Speaking to Loop News via Zoom during one of her days off from filming for the third season of Diggstown, Antoine says in the first season of the show she put an enormous amount of pressure on herself because of her pioneering casting.

“I just took it on myself that I have to represent all of the women, all of the black women, all the black experience…this is gonna open up the doors for so many more, I can’t fail, this has to be amazing. What ended up happening, God stepped in and brought me back down to reality and just showed me at the end of the day, you can only do your piece in this, you step into the character and bring the best you can bring and don’t worry about representing for the whole black experience, you are representing for one woman in the world at this point in time,” she says.

Antoine says her character plays against the typical stereotype of the super-strong, tough black woman.

“She errs a little more on the kinder side…she is very vulnerable and quite emotional and takes things to heart. She will give it back if it is thrown at her but her first choice to deal with people isn’t to come for them, she comes from a place of kindness. I hadn’t seen that a lot on television with black women. This character starts off surfing, she is a surfer, I hadn’t seen a lot of black women in the water.”

As the daughter of immigrants, Antoine, who was born in Toronto, says there is an awareness among first-generation Canadians that success is important based on the knowledge of how much their parents struggled to leave their homes and make a life there.

“On one hand you want to assimilate and be a regular Canadian like everyone else but on the other hand you don’t have the luxury of letting yourself go and you have to keep your eyes on the prize and be excellent,” she says.

Antoine’s parents migrated to Canada in the last 70s. They both left Tobago to live in Trinidad before migrating.

She said growing up in a Trinbagonian household it was strict but there was love.

“It helped me stay focused and have a level of respect for my parents and they really set in my head at a young age I could do anything I set my mind to,” she recalls.

She says her dad was a photographer and always pushed for her to be artistic. He taught her pan and made her costumes for Caribana, Toronto’s annual Carnival.

Asked if her parents supported her ambition of being an actor, Antoine says while she studied ballet from the age of four and was always performing she didn’t think they thought being in the arts would be a career choice.

In fact, Antoine reveals that six months into college, she dropped out, leaving her expensive books in the courtyard hopefully for someone who needed them to find.

Her parents were not aware of her actions and it wasn’t until her mother inquired about mid-term exams that she tearfully confessed she gave up college and wanted to go to New York to dance.

“She was vex, of course, and she asked what are you going to do? She said I will pay for your school but I am not paying for anything else. I said I had a plan and I was blessed and lucky enough for them to believe in the plan,” she says.

Antoine auditioned for the Alvin Ailey Dance Theatre in New York and was accepted. In order to finance her move, she signed up with a modelling agency and got jobs appearing in commercials. She also worked in retail.
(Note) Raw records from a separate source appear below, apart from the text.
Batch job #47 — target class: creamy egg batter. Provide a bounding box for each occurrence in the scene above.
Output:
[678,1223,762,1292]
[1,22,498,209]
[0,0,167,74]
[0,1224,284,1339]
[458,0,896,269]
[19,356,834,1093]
In New York, she continued doing plays as well and transitioned into acting, which she had experience doing as a teen in theatre.

Her parents are fully supportive of her choice today as she makes her name in the world of television.

Asked about her plans outside of Diggstown, Antoine reveals that she is developing a show which will work more on once filming for her series is finished.

Antoine looks forward to returning to T&T this Christmas and hopefully if there is a Carnival next year, she plans to stay on for that. It will be her first experience of a T&T Carnival.

Diggstown is expected to air on Fox soon after the US Network acquired Seasons one and two in January.